Penulisan makalah ini di latar belakangi karena permasalahan korupsi di
Indonesia yang semakin merajalela dikalangan pemerintahan dan politisi.
Fenomena korupsi sudah ada di masyarakat sejak lama, tetapi baru menarik
perhatian sejak perang dunia berakhir. Di Indonesia sendiri fenomena korupsi ini
sudah ada sejak Indonesia belum merdeka. Salah satu bukti yang menunjukan
bahwa korupsi sudah ada dalam masyarakat Indonesia jaman penjajahan yaitu
dengan adanya tradisi memberikan upeti oleh beberapa golongan masyarakat
kepada penguasa setempat. Ternyata praktik ini masih dilakukan kepada
masyarakat Indonesia sampai sekarang.
Masalah korupsi amat penting dibahas karena dampak yang terjadi akibat
korupsi sangat merugikan negara. Korupsi sendiri bukanlah masalah baru yang
terjadi di Indonesia, melainkan masalah lama yang tak kunjung usai. Bahkan
korupsi dianggap masyarakat sebagai suatu kehidupan rutin bagi pemerintah.
Indonesia sendiri telah membuat perundang undangan yang mengacu pada tindak
pidana korupsi. Namun, perundang-undangan itu seperti hanya angin lalu semata
bagi pelaku korupsi dan menjadikan undang-undang itu gagal dalam menangani
kasus korupsi. Karena perundang-undangan tidak ampuh bagi pelaku, hal ini bisa
menggoyahkan rasa kepercayaan rakyat terhadap pemerintahan, karena
bagaimana pun dana yang di korupsi adalah berasal dari rakyat dan seharusnya
kembali untuk rakyat.
Berdasarkan laporan tren pelaku korupsi berdasarkan profesi sepanjang
tahun 2015-2017 yang dikeluarkan Indonesia Corruption Watch (ICW) terlihat,
pegawai pemerintah daerah (pemda) masih menempati urutan teratas. Peneliti
ICW Lola Easter menyebut, pegawai yang terjaring tindak korupsi tersebut antara
lain di tingkat pemerintah kabupaten (pemkab), pemerintah kota (pemkot),
maupun pemerintah provinsi (pemprov). Menurut data Peneliti Divisi Investigasi
Indonesia Corrupption Watch (ICW) Wana Alamsyah mengatakan terdapat 576

1
kasus korupsi sepanjang 2017. Angka ini bertambah dibandingkan pada 2016
dengan total 482 kasus.
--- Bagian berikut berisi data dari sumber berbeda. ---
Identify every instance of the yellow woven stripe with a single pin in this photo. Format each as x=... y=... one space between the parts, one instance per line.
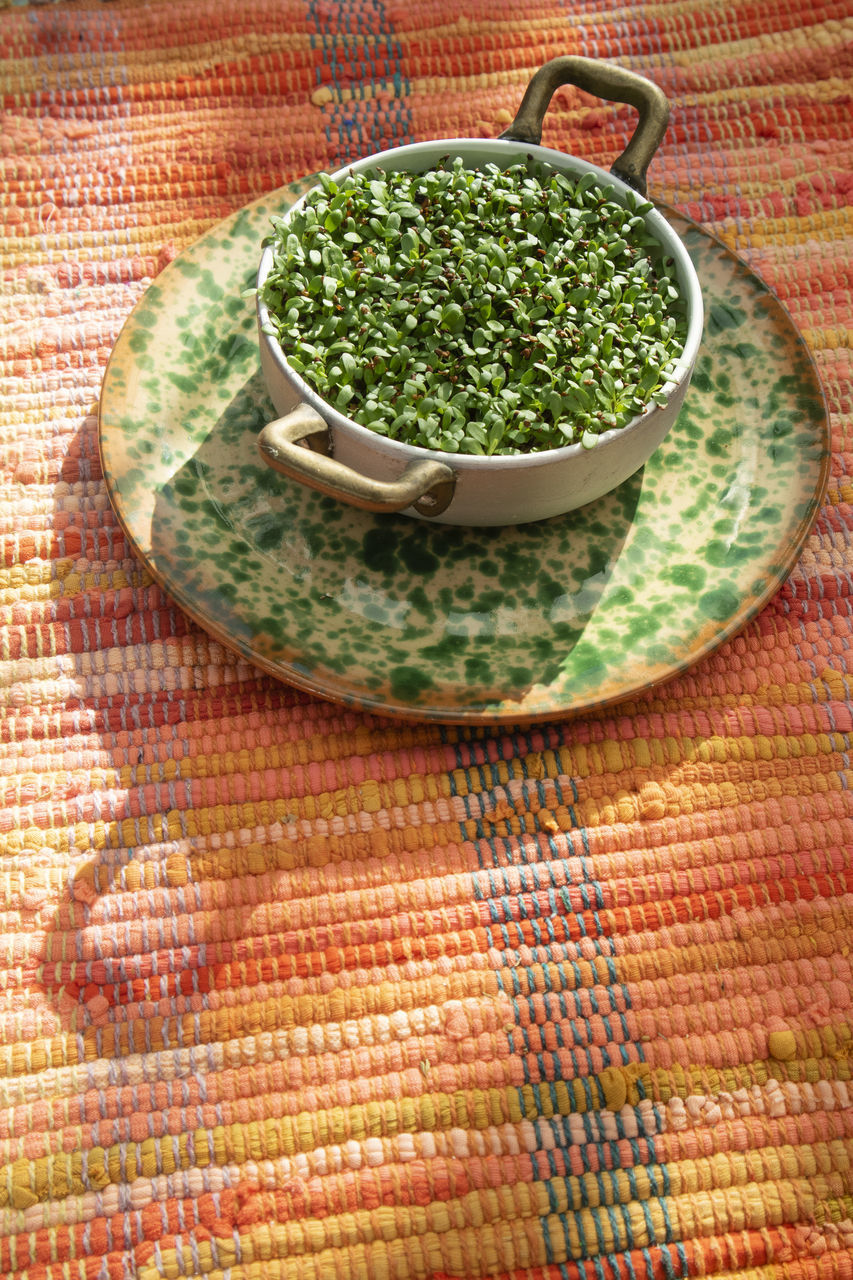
x=496 y=1233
Jumlah kerugian negara pun meningkat dengan angka
sebesar Rp 6,5 triliun dan suap Rp 211 miliar. Pada makalah ini penulis berfokus
pada masalah korupsi di Indonesia dimana mengacu pada Undang-Undang Nomor
31 Tahun 1999 tentang Pemberantasan Tindak pidana Korupsi.
Penelitian ini termasuk baru karena penulis mengambil sudut pandang
mahasiswa terhadap kasus korupsi dan pemberantasannya. Berdasarkan latar
belakang di atas, maka penelitian ini mengambil judul “Kemelut Korupsi Tiada
Henti” berdasarkan Undang-Undang Pemberantasn Tindak Pidana Korupsi.

1.2. RUMUSAN MASALAH


1) Bagaimanakah efektivitas Undang-Undang Nomor 31 Tahun 1999 terhadap
kasus korupsi di Indonesia ?
2) Bagaimanakah motif dan latar belakang pelaku melakukan korupsi ?
3) Bagaimanakah kasus yang terjadi di Indonesia ?
4) Bagaimanakah penyelesaian jika ada kasus korupsi di Indonesia ?
5) Bagaimanakah penanggulan terhadap Korupsi di Indonesia ?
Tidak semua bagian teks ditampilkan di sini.